Обвал. Пыльная, душная лавина.
Мелиора. Юг. Петронелла
Этой ночью она не выдержала и смежила веки, и спрессованный ужас сразу же, без предупреждения, ударил её в лицо и опрокинул, и лишил дыхания. У неё хватило сил только на то, чтобы проснуться живой.
Всё. Так дальше нельзя… Она лежала и хватала воздух ртом, а в висках билось: нельзя… нельзя…
Наконец всё занемело внутри, осталась только дрожь.
Тихо-тихо она поднялась с постели, подошла к окну. Там было черно. После полуночи гасили уличные фонари. Фонарщики ездили на своих скрипучих тележках, запряжённых осликами, и гасили стеклянными колпаками на шестах.
Но окно не открыть. Переплёт – литая фигурная решётка, вмурованная в стену. Свинец и бронза. Она уже пробовала вчера поджечь её…
Но у пламени лампы для этого не хватило сил.
Не слишком понимая, что делает, Отрада натянула кожаный костюм для верховой езды и взяла сапоги в руку. В другую – взяла кошелёк, полный нефритовых и серебряных монет. Кошелёк был простым мешочком с затягивающейся горловиной.
Мелитта спала. Отрада подошла вплотную к лежанке. Изнутри всплыло и тут же втянулось обратно: это чудовище лежало перед нею, чудовище, преградившее путь к спасению… и то, что она такая простоватая и милая днём, – лишь маска, чужая кожа…
Нет, неправда. Мелитта – она хорошая. Но только… только я должна отсюда выйти. Прости…
Отрада размахнулась и ударила её по темени кошельком. Звук был тихий: брякнули монеты. Мелитта дёрнулась и обмякла. Рот приоткрылся, вырвался короткий тихий всхрип.
И больше ни звука. Ни движения.
Отрада почти закричала сама. Но не закричала. Какое-то нечеловеческое спокойствие опустилось на неё, объяло, как огромная шаль, заткнуло рот мягкой лапой…

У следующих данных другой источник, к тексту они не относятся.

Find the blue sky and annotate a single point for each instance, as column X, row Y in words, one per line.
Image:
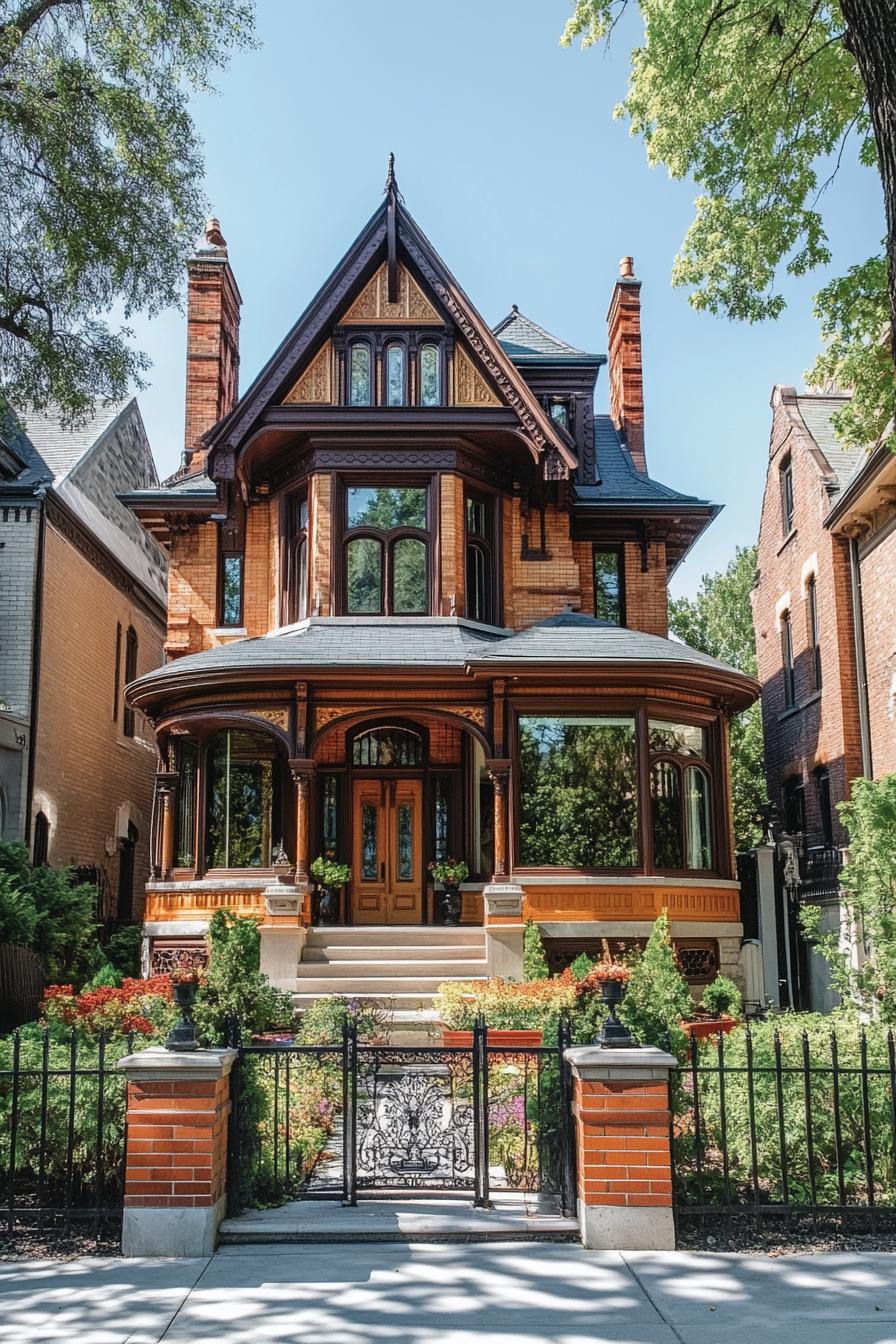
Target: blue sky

Отпустив кошелёк болтаться на шнуре, Отрада протянула руку к шее няньки, прижала пальцы туда, где что-то трепетало под кожей. Сама уже поняла: раз трепещет, значит, пульс есть… но не смогла убрать руку, пока не нащупала его, этот самый пульс.
Потом – приподняла лежанку за оголовье и чуть развернула, освобождая проход к двери.
За прошедшие дни она неплохо изучила план этого большого и запутанного дома. Дворца.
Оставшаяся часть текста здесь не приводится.